Aether

AetherArch (.aet)

A next-generation file archiver built in Rust that combines neural-probabilistic prediction with custom range coding, content-defined chunking, semantic solid archiving, and adaptive routing.

Status: 0.2.3 — 285 tests (128 unit + 87 integration + 28 FFI + 41 server + 1 doc), 6 crates, encryption, streaming, dictionary pretraining, REST API, Wasm target

Tool             Ratio     vs AetherArch   Corpus
────────────────────────────────────────────────────────────────
AetherArch      26.45%        —            Silesia 202 MiB (12 files)
gzip -9         31.91%    17.1% larger     Silesia 202 MiB
bzip2 -9        25.72%     2.8% smaller    Silesia 202 MiB

AetherArch sits between gzip and bzip2 on the industry-standard Silesia benchmark.
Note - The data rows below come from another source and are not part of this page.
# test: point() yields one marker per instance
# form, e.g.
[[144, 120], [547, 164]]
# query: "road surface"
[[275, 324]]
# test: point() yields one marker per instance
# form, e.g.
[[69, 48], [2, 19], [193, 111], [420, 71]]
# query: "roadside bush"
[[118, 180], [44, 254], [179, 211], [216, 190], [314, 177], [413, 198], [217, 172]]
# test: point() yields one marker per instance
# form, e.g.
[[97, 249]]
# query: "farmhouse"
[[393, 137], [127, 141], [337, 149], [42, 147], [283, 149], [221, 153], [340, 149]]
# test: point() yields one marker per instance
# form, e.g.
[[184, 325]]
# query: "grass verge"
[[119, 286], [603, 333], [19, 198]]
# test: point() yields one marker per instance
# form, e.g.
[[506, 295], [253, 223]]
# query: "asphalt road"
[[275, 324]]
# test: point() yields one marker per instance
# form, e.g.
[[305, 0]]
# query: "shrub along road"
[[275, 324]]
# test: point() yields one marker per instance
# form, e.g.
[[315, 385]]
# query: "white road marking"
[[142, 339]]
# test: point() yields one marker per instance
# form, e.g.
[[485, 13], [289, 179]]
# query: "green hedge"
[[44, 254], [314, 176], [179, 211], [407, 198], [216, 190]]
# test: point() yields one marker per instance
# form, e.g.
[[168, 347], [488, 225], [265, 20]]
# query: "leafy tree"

Beats gzip-9 by 17.1% overall; bzip2-9 leads by only 2.8%.

How It Works

AetherArch replaces the fixed Huffman/LZ77 model of gzip with a multi-stage adaptive pipeline:

Input files
  │
  ▼
Content-Defined Chunking (FastCDC, 16-512-4096 KiB)
  │
  ▼
Entropy Analysis + Content-Type Detection
  │
  ▼
Semantic Solid Grouping (by file type)
  │
  ▼
Adaptive Routing (per-chunk, picks smallest):
  ├─ BWT + MTF + RLE → Neural SSM predictor + Range coding
  ├─ LZ77 (min-match-3, 64KB window) → Predictor + Range coding
  ├─ Plain predictor + Range coding
  ├─ Zstd fallback (level 3)
  └─ Store (uncompressed)
  │
  ▼
Archive assembly with BLAKE3 integrity checksums

The BWT+MTF+RLE path is the primary compression path for structured data. A Burrows-Wheeler Transform clusters similar contexts, Move-to-Front encoding converts to small integers, and bijective RUNA/RUNB run-length encoding compacts zero runs. The resulting stream is then modeled by a Neural SSM predictor — a diagonal state-space model with online-learning sigmoid classifiers — and compressed via a custom byte-aligned range coder with 15-bit CDF precision.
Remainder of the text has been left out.